Qualche numero per capire
– Il documento “Investimenti per muovere l’Italia” di Confindustria rileva che gli incentivi del 4.0 hanno contribuito in modo significativo all’aumento degli investimenti negli ultimi anni, pur senza colmare il gap con le economie avanzate.
– Si stima che, se anche solo l’1 % della ricchezza immobilizzata nei depositi delle famiglie italiane fosse spostato verso investimenti produttivi, si potrebbero ottenere circa 15 miliardi di nuovi investimenti.
– Nel quadro del PNRR (2025–2026), le risorse ancora disponibili ammontano a circa 130 miliardi, ma la sfida è spenderne la metà senza sprechi.
– Mentre Industria 4.0 ha assorbito meno di 900 milioni nel primo anno, il governo afferma che Transizione 5.0 possa superare i 2,5 miliardi in un anno.
Criticità e scommesse aperte
1. Continuità degli incentivi
Il nodo più urgente: evitare che strumenti chiave scadano senza sostituti stabili. Orsini chiede che per le PMI gli incentivi diventino automatici, senza dover correre ogni volta a negoziare i nuovi stanziamenti.
2. Velocità dell’attuazione
I tempi amministrativi – richieste, controlli, approvazioni – restano un ostacolo serio per i grandi progetti. Orsini insiste: oggi un’istruttoria può durare 2-3 anni; serve ridurla a pochi mesi.
3. Sostenibilità energetica
Il “disaccoppiamento” tra elettricità e gas è una priorità che trova riscontro in molte richieste industriali: senza un mix energetico stabile e competitivo, il costo dell’energia resta una zavorra.
4. Equilibrio territoriale
Confindustria spinge per una Zes unica nazionale che garantisca la stessa certezza del diritto nel Sud, e non come misura frammentata o temporanea.
5. Legittimazione e coesione sociale
Orsini ha chiesto aiuto al governo per “far capire a Giorgetti” le istanze dell’industria: serve un dialogo chiaro tra esecutivo, imprese e parti sociali. I prossimi mesi saranno terreno di scontro e negoziazione politica.

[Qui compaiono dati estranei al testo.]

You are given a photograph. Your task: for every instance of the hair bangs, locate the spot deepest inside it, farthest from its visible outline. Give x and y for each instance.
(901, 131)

Un passaggio simbolico e concreto
L’assemblea di Gambellara segna un passaggio simbolico e concreto: l’industria italiana ha alzato il tiro, vuole misure stabili e non emergenziali, e pretende che il governo risponda con azioni strategiche e armi legislative piuttosto che con annunci estetici. Il governo ha mostrato apertura – libro bianco, incentivi in divenire, confronto con il Mef – ma il diavolo starà nei dettagli: risorse certe, tempi rapidi e applicazione concreta. Se le promesse resteranno mere parole, il rischio di una “delocalizzazione silenziosa” non sarà uno slogan, ma un destino reale che molti territori già vivono.